Autrement dit, le seul vrai min qui est déterminant, c’est l’effet gustatif. Si deux aliments ont le même effet gustatif, ils sont de même min, et donc sont en réalité le même objet : c’est pourquoi non seulement ils ne s’annulent pas l’un l’autre, mais en plus ils s’ajoutent l’un à l’autre. On comprend maintenant pourquoi Rashi refusait de limiter la discussion entre Abayé et Rava, dans les exemples ramenés, à des problèmes particuliers de yayin nesekh ou de tevel : parce que d’après la logique induite par la beraïta, c’est le fait que l’on soit dans du min be-mino en général qui empêche le bittul, parce que le même ne peut pas annuler le même. Si l’on a posé cela, on résout plusieurs problèmes :
- on n’a plus de contradiction avec le dam et le ‘helev qui s’associent aux 59 mesures de heter, puisque là-bas les goût sont différents, donc les effets gustatifs s’opposent et on comprend que la logique de bittul s’applique parce qu’on est dans du min be-she-eino mino ;
- on a toujours une contradiction avec Reish Lakish qui parlait de bittul min be-mino, mais cela n’est pas trop dérangeant dans la mesure où Abayé suivrait ici Rav et Shmuel qui tiennent comme Rabbi Yehuda alors que Reish Lakish tient comme les hakhamim ;
- on comprend enfin pourquoi Rashi comprend « osserin u-mitstarefin » comme « s’associent pour interdire » dans la mesure où cette logique de min be-mino lo batel, qui est celle de Rabbi Yehuda, n’est valable que dans la’h be-la’h (cf. plus haut). On ne pourrait pas défendre ici, comme le fait Rashbam dans le Tossefot correspondant, que « osserin » parle de la’h be-la’h et « mitstarefin » parle de yavesh be-yavesh.

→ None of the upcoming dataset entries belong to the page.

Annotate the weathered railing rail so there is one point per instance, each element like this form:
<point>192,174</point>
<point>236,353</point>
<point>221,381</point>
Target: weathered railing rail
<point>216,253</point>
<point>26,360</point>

On a jusqu’à présent développé la logique d’Abayé, qui s’appuie sur cette beraïta de Hezekia, qu’il tient pour la seule lecture possible de la mishna. Rava va s’opposer à cette lecture, mais notons tout de suite qu’il ne remet pas en cause le principe général énoncé par Abayé selon lequel min be-mino n’est pas batel. Par contre, il diffère dans l’analyse de la mishna. Celle-ci, selon la girsa de Rashi, ne peut pas aller dans le sens d’Abayé puisqu’elle fait du shem un critère secondaire : un shem différent peut affaiblir l’unité du min, mais l’identité de shem ne peut pas unifier des aliments différents dans un même min. Mais pour Abayé cette mishna n’est pas un problème puisqu’elle relève d’une autre logique, celle de Rabbi Meïr, pour lequel tous les issurim s’ajoutent les uns aux autres : « kol she-ti’avit lakh harei hu be-bal tokhal », tout ce que la Torah a interdit comme aliment relève d’un interdit global de « ne pas manger », autrement dit s’ajoute à chaque interdit particulier lié à un objet (le sang, le ‘helev, etc.) un interdit global, lié à la personne, de ne pas faire acte de manger de l’interdit, même si cet interdit est un agglomérat de plusieurs interdits différents dans leur min, leur shem et leur goût. Pour Rava, nous explique donc Rashi, la lecture de Hezekia est inutile et à la limite du contresens : la mishna ne dit pas « des interdits de même min et de noms différents, ou même de min et de noms différents, se combinent quand même tant qu’ils ont un effet gustatif similaire », ce qui induit que les critères du min et du shem sont secondaires par rapport au goût, mais dit bien « même des interdits de même min et de noms différents, et même des interdits de min et de noms différents, se combinent quand même parce que tous les interdits se combinent », formulation qui prend bien pour hypothèse de départ que même en faisant abstraction du hiddush de Rabbi Meïr les critères premiers pour que des interdits se combinent sont bien le min et le shem.